There have been a multitude of fundamental factors that have been driving markets all over the place in 2015. However, just in the past few weeks this volatility has been even more elevated than normal. Analysis of the high to low pip (or tick) range of the key markets shows that if timing is right, that trading these markets can be very lucrative.
- The ECB has engaged a €1.1trillion programme of Quantitative Easing.
- The Federal Reserve changed its stance to being more data dependent, meaning that ever economic release from the US has an added level of significance for the potential to drive monetary policy.
- Ongoing negotiations between Greece and its creditors, with markets playing the “will they, won’t they?” game on an almost daily basis.
This has resulted in an increase in the daily range on a lot of markets. With wider trading bands this would suggest that markets are more volatile. This volatility has significantly impacted across a range of markets. See the table below which shows the average pip ranges (forex pairs) and tick ranges (for DAX, gold and bund yield) in the past few years.
What we can see is that in 2015 the volatility in these trading ranges has increased significantly for the DAX, EUR/USD and GBP/USD. The other takeaway is that this volatility has been ramped up in the past couple of weeks (ie. in June). The volatility has really taken off for the DAX, EUR/USD and the German Bund yield. There is a big driver behind this and that is the German Bund yield which has been trading tick ranges almost double its 2015 average.

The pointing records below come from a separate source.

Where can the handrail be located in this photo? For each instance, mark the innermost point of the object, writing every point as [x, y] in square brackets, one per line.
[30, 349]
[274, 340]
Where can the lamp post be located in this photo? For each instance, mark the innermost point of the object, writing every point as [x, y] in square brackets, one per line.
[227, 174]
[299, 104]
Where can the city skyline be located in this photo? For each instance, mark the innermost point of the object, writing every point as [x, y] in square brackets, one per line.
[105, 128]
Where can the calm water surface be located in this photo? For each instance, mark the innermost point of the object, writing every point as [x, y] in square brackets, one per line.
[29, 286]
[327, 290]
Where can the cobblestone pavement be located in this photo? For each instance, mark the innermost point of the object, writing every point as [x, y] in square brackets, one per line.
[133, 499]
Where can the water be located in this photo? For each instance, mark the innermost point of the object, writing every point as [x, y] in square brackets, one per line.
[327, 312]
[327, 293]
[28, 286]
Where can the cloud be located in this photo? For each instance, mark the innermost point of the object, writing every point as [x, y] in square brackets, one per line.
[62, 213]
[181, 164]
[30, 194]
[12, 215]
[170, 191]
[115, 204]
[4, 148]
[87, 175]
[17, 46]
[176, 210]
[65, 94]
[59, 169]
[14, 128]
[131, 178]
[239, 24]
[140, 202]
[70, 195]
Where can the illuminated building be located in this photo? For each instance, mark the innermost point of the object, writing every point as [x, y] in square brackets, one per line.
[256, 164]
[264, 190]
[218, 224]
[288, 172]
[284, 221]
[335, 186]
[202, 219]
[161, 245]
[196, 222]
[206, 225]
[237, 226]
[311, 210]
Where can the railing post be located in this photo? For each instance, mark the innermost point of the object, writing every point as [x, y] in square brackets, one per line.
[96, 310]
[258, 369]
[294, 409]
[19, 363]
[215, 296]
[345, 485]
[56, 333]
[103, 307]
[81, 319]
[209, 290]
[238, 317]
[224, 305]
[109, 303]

Volatility is elevated and that creates opportunities in markets if you can call them correctly. There continues to be a positive correlation between the German Bund yield and how the Euro trades. Whilst there is also a negative correlation for both the Bund and the euro versus the DAX. Call the Bund yield right, and you have a good chance of calling on the Euro and also the DAX. Also with volatility at elevated level;s it could be a lucrative play.